Middle Eastern producers began taking concrete steps to rebuild output following years of disruption. Kuwait Petroleum Corporation lifted all force majeure declarations it had issued during the conflict, signalling operational readiness to restore crude shipments. Iraq's petroleum ministry indicated that oilfields stood prepared to resume normal production, with Oil Minister Basim Mohammed confirming that output would gradually return to previously established levels. These developments suggested that once diplomatic stability materialised, the region possessed immediate capacity to substantially expand supplies.

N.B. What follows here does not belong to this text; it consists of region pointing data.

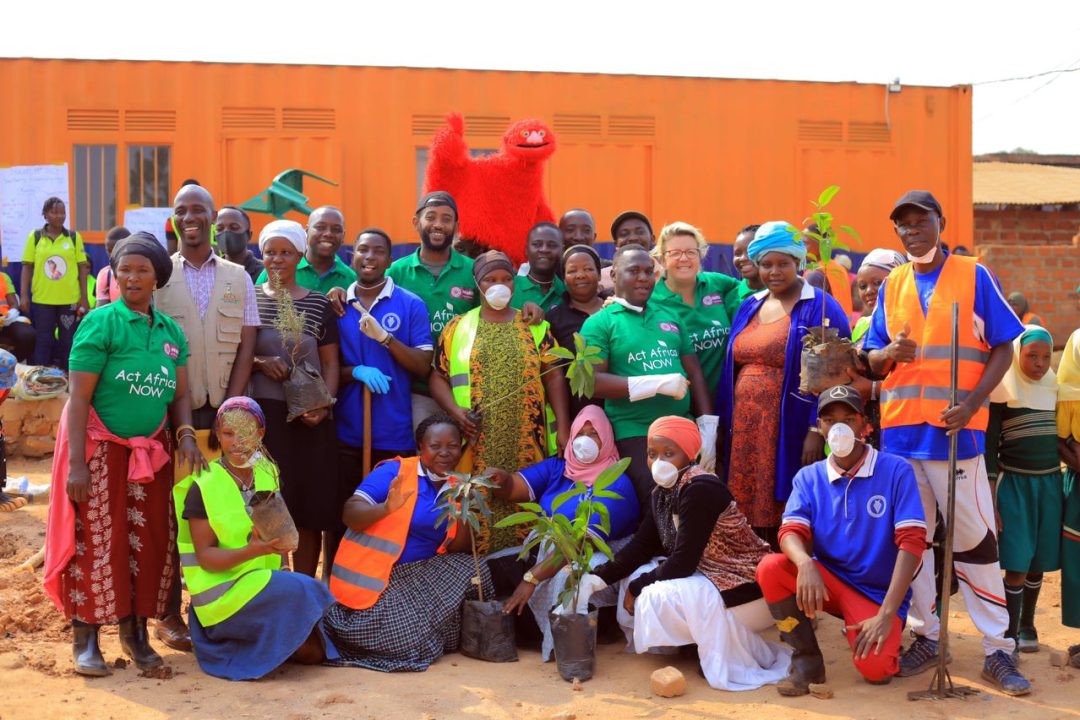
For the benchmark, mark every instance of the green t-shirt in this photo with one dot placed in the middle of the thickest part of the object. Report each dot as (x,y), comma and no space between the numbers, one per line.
(56,262)
(135,363)
(526,290)
(451,294)
(339,275)
(635,344)
(707,322)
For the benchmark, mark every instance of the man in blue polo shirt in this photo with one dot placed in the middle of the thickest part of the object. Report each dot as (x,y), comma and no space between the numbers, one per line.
(386,342)
(852,535)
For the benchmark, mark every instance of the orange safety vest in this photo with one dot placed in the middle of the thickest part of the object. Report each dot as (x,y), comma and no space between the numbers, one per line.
(364,559)
(917,393)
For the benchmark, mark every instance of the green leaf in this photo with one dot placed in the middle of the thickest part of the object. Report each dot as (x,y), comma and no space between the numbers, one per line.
(826,195)
(515,518)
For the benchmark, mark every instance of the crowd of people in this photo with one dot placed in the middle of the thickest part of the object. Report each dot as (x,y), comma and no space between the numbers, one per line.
(207,380)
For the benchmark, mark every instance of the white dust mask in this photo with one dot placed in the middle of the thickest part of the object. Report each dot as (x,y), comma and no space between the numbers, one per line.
(585,449)
(498,296)
(841,439)
(664,474)
(923,259)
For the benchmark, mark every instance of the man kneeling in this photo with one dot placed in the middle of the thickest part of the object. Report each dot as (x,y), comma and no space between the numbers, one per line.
(852,535)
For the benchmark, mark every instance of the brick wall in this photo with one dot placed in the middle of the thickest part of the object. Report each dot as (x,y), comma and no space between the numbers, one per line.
(1047,275)
(1017,223)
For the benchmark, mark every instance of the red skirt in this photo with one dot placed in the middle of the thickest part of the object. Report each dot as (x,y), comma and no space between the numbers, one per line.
(125,539)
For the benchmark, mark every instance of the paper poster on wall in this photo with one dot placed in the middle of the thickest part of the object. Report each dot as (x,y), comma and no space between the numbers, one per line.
(24,189)
(148,219)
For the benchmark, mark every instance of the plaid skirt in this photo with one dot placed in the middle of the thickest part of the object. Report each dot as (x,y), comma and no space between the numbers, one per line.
(416,620)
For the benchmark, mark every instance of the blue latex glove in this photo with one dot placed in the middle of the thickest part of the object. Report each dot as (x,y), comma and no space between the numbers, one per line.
(375,379)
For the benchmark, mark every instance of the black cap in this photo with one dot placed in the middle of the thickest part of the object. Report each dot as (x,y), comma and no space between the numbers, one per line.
(630,215)
(920,199)
(437,199)
(845,394)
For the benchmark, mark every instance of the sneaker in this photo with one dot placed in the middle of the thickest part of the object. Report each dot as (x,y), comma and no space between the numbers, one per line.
(1000,669)
(920,656)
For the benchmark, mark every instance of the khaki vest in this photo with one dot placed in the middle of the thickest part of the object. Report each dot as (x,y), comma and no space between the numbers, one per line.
(213,339)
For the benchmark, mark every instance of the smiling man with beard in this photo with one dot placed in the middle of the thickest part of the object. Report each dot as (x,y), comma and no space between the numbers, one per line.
(213,301)
(439,274)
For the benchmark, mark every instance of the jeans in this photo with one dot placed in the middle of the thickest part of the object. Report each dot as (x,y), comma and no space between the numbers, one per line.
(54,326)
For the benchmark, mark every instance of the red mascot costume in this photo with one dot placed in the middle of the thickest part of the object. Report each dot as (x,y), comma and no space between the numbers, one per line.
(499,197)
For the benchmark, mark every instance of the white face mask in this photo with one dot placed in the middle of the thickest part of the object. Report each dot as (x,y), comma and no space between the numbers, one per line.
(585,449)
(498,296)
(841,439)
(664,474)
(925,259)
(254,458)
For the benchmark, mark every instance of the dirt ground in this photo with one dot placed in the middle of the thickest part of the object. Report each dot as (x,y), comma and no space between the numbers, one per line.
(38,682)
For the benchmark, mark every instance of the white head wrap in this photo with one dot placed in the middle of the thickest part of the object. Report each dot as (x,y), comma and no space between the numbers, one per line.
(291,230)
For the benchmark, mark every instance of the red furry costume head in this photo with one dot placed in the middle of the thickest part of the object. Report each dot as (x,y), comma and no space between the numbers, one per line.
(499,197)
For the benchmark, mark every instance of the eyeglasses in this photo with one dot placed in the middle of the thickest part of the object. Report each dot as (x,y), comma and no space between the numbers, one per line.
(679,255)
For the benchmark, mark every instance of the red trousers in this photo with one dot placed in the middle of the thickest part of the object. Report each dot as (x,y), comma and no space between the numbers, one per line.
(777,576)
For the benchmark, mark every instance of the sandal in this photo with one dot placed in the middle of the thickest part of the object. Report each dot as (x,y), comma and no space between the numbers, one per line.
(9,503)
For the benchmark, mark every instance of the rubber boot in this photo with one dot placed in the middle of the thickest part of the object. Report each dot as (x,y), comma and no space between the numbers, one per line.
(1014,602)
(1027,638)
(86,652)
(135,642)
(807,663)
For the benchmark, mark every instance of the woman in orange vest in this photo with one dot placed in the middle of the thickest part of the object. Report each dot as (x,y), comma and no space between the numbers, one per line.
(400,575)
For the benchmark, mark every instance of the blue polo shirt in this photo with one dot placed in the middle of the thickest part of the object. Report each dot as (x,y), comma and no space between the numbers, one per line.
(547,480)
(853,521)
(423,539)
(405,316)
(995,323)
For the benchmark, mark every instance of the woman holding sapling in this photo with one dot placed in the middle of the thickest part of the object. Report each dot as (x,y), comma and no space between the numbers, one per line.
(401,574)
(246,615)
(702,591)
(298,329)
(591,451)
(493,374)
(767,425)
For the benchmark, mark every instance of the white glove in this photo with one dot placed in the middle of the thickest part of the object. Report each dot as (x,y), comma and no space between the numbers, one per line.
(370,327)
(707,424)
(644,386)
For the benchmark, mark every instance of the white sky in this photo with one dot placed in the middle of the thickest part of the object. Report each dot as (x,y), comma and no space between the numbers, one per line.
(940,42)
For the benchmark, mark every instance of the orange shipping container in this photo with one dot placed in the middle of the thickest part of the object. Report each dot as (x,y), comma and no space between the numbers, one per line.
(718,153)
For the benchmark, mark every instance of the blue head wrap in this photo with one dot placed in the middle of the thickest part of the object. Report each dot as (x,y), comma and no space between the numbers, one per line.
(778,236)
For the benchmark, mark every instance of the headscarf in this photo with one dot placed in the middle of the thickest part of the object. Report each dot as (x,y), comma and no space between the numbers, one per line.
(882,258)
(574,249)
(682,432)
(778,236)
(1068,371)
(578,471)
(242,403)
(145,244)
(485,262)
(1020,391)
(291,230)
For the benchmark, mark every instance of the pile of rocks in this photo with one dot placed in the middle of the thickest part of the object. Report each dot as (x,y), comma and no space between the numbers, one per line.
(30,426)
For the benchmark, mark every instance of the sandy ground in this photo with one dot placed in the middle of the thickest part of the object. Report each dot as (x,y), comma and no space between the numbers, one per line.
(38,682)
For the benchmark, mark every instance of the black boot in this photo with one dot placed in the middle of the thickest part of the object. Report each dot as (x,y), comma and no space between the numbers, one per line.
(1014,602)
(807,664)
(135,642)
(86,652)
(1027,639)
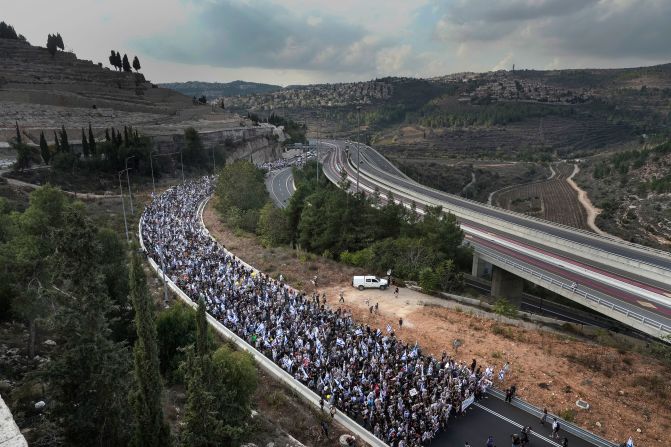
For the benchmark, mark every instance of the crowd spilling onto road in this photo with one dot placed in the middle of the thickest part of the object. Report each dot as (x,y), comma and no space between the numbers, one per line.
(403,396)
(285,162)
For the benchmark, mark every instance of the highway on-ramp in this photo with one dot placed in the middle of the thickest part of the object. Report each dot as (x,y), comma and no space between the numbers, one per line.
(635,296)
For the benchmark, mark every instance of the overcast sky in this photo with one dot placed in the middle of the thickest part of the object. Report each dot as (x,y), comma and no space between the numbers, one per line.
(308,41)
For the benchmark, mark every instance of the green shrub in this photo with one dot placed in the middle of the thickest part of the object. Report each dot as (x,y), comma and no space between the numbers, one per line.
(503,307)
(175,329)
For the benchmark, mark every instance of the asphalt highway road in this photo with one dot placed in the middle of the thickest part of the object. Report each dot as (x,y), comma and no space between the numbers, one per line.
(489,416)
(280,185)
(492,416)
(607,292)
(379,165)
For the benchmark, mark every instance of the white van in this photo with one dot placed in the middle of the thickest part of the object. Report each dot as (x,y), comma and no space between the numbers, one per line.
(369,282)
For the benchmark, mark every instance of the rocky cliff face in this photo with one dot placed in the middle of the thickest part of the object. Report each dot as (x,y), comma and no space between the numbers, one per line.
(29,74)
(258,144)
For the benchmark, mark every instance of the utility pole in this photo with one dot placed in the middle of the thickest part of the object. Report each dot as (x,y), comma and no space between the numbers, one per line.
(130,194)
(123,206)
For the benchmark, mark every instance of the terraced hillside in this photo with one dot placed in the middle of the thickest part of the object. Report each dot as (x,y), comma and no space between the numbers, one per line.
(552,199)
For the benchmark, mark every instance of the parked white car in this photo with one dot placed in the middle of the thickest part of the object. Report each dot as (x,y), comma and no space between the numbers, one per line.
(369,282)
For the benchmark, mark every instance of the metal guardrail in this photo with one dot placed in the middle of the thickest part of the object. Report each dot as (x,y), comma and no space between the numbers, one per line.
(565,425)
(270,367)
(542,221)
(588,296)
(629,314)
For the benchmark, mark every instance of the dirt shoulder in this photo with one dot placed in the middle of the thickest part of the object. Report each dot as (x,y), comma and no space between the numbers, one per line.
(592,211)
(627,391)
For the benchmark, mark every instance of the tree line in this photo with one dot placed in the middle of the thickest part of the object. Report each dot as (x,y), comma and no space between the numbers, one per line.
(370,232)
(122,63)
(7,32)
(109,154)
(71,280)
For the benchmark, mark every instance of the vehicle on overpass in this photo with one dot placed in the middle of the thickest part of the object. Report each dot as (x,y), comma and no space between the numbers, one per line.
(369,282)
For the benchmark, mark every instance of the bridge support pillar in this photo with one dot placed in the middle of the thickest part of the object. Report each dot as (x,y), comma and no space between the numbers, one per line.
(481,268)
(506,285)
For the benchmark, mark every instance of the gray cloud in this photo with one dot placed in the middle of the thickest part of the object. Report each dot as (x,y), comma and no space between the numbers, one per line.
(234,34)
(586,28)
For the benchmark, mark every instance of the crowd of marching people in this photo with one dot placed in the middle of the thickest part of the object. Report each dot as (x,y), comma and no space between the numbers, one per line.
(285,162)
(404,397)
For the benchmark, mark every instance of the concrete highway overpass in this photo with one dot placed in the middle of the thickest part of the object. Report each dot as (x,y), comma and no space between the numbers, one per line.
(627,282)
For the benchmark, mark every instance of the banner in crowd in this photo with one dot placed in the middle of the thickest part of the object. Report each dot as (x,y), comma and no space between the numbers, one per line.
(467,402)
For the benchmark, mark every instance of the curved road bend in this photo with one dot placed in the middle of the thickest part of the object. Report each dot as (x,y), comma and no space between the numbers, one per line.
(375,163)
(280,185)
(604,291)
(499,418)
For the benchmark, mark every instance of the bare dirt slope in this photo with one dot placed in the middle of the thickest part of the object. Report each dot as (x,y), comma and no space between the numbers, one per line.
(626,390)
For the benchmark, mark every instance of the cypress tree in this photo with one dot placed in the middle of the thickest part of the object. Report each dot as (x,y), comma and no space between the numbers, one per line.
(202,346)
(149,428)
(58,146)
(92,141)
(125,63)
(59,41)
(85,144)
(65,145)
(44,149)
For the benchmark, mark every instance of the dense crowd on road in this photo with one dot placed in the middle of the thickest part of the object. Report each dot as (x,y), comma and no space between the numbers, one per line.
(404,397)
(285,162)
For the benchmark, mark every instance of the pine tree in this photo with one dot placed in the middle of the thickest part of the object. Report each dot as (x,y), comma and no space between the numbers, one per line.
(44,149)
(85,145)
(125,63)
(65,145)
(56,143)
(92,141)
(136,64)
(150,428)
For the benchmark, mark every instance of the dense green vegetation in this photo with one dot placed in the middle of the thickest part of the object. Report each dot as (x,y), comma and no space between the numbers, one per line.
(375,234)
(68,280)
(494,114)
(241,193)
(358,230)
(621,163)
(7,32)
(296,131)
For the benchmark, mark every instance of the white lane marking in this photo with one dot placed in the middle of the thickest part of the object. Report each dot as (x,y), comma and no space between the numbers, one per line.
(638,291)
(289,177)
(272,188)
(510,421)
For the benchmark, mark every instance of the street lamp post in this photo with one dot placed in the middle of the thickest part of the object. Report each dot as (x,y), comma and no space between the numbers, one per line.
(151,165)
(214,162)
(358,145)
(123,205)
(130,193)
(181,161)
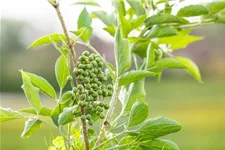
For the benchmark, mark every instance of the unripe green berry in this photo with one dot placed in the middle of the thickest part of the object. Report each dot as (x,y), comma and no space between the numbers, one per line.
(85,73)
(100,92)
(80,87)
(106,106)
(83,96)
(94,86)
(88,66)
(94,63)
(101,104)
(102,116)
(75,90)
(86,80)
(80,103)
(80,77)
(92,75)
(69,78)
(99,109)
(110,87)
(88,117)
(75,71)
(95,94)
(81,66)
(97,59)
(83,117)
(85,53)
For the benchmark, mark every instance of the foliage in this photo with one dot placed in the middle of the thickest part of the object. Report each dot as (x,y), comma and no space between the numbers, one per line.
(146,35)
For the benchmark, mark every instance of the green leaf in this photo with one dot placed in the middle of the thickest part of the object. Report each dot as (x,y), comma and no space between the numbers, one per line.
(67,115)
(45,111)
(137,6)
(190,66)
(161,31)
(179,41)
(192,10)
(160,144)
(136,93)
(61,71)
(122,53)
(215,7)
(56,37)
(107,19)
(84,33)
(133,76)
(163,19)
(84,19)
(139,112)
(168,63)
(67,96)
(89,3)
(138,21)
(31,126)
(58,142)
(119,7)
(157,127)
(150,58)
(8,114)
(31,92)
(110,29)
(45,87)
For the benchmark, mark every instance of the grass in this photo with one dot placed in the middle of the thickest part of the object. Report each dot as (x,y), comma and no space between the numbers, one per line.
(200,108)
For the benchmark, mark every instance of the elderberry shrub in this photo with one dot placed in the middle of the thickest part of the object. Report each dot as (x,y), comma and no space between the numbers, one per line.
(91,89)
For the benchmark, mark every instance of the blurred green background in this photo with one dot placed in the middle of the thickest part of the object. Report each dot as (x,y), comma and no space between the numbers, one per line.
(200,108)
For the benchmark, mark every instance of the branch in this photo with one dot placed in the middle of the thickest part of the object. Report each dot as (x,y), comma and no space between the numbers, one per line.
(72,49)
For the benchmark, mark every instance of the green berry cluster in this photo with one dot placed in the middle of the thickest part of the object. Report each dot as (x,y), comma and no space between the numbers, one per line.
(91,89)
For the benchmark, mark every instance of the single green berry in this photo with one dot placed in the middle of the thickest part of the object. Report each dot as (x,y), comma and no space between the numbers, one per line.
(88,66)
(95,94)
(81,66)
(69,78)
(88,117)
(80,103)
(110,93)
(106,106)
(97,59)
(80,87)
(94,63)
(100,92)
(85,73)
(75,71)
(92,75)
(85,53)
(102,116)
(90,122)
(83,117)
(100,64)
(94,86)
(86,80)
(99,109)
(83,96)
(75,90)
(80,77)
(101,104)
(110,87)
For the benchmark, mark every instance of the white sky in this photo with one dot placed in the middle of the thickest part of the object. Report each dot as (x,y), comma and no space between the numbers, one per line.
(43,16)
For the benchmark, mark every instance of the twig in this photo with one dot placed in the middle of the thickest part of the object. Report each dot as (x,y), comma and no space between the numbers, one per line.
(72,49)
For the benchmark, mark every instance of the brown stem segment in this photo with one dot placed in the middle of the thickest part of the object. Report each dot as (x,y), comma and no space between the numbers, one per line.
(74,62)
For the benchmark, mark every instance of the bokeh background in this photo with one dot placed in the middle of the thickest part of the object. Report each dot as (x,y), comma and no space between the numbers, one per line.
(200,108)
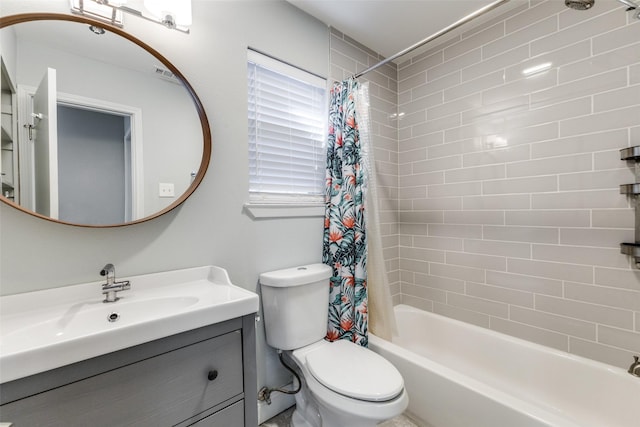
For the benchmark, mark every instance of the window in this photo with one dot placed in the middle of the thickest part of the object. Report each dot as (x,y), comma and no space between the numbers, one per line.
(287,132)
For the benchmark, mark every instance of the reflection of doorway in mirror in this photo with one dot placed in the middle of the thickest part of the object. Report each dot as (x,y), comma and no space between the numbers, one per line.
(86,158)
(93,166)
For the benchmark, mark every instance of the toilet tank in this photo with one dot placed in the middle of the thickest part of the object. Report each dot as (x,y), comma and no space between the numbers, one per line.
(295,305)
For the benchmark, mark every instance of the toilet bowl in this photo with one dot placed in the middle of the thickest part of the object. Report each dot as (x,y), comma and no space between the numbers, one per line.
(342,384)
(351,385)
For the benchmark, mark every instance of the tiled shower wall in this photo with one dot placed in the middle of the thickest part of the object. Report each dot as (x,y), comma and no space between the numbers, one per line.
(510,215)
(499,191)
(348,57)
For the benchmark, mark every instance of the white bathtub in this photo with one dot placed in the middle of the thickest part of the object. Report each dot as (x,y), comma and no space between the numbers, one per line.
(461,375)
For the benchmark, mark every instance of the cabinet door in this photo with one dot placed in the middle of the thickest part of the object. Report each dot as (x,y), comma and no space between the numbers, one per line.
(160,391)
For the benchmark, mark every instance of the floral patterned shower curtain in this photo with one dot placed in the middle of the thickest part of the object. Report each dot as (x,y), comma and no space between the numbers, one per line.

Yet the resumption of hostilities between Israel and Hezbollah injected profound uncertainty into these calculations. Tim Waterer, chief market analyst at KCM, noted that traders required concrete evidence of genuine normalisation in Hormuz transit flows before committing to substantial further price reductions. The hesitation reflected reasonable caution about premature commitment to scenarios that might collapse if broader Middle Eastern tensions escalated unexpectedly. The potential unravelling of the US-Iran accord would eliminate the principal driver of anticipated supply growth and rapidly reverse the supply-side optimism underlying the week's dramatic price declines.
For Malaysian and Southeast Asian energy-importing economies, the volatility carries significant implications. Regional refineries and power generators had begun adjusting purchasing strategies based on assumptions of lower crude prices and expanded availability, yet the diplomatic setback and military escalation now introduce planning uncertainty. Malaysian refiners, among the region's largest, face complicated inventory decisions as price signals remain contradictory, with geopolitical risk premiums potentially offsetting fundamental supply-demand dynamics.
The broader pattern reflects an uncomfortable reality in global energy markets: even preliminary agreements between major antagonists can deteriorate rapidly when underlying tensions remain unresolved. The US-Iran accord appears to have addressed immediate bilateral hostilities but failed to encompass the constellation of proxy conflicts and regional rivalries that destabilise Middle Eastern security architecture. Israel's continued military operations against Hezbollah represent precisely such a complication—a conflict tangential to the central American-Iranian relationship yet capable of triggering broader regional escalation that would render the primary agreement obsolete.
Market participants must therefore navigate conflicting signals: structural supply factors point toward lower sustained prices as Middle Eastern production normalises, yet geopolitical risk remains acute given unresolved conflicts threatening the diplomatic foundation underlying anticipated supply expansions. The cancellation of the planned talks and postponement of confidence-building engagement between American and Iranian negotiators suggests momentum has shifted toward renewed confrontation rather than stable coexistence. Without rapid de-escalation of the Israel-Lebanon conflict and resumption of substantive diplomatic engagement, market participants will likely remain reluctant to embrace the supply-driven price trajectory that emerged briefly when the accord was announced.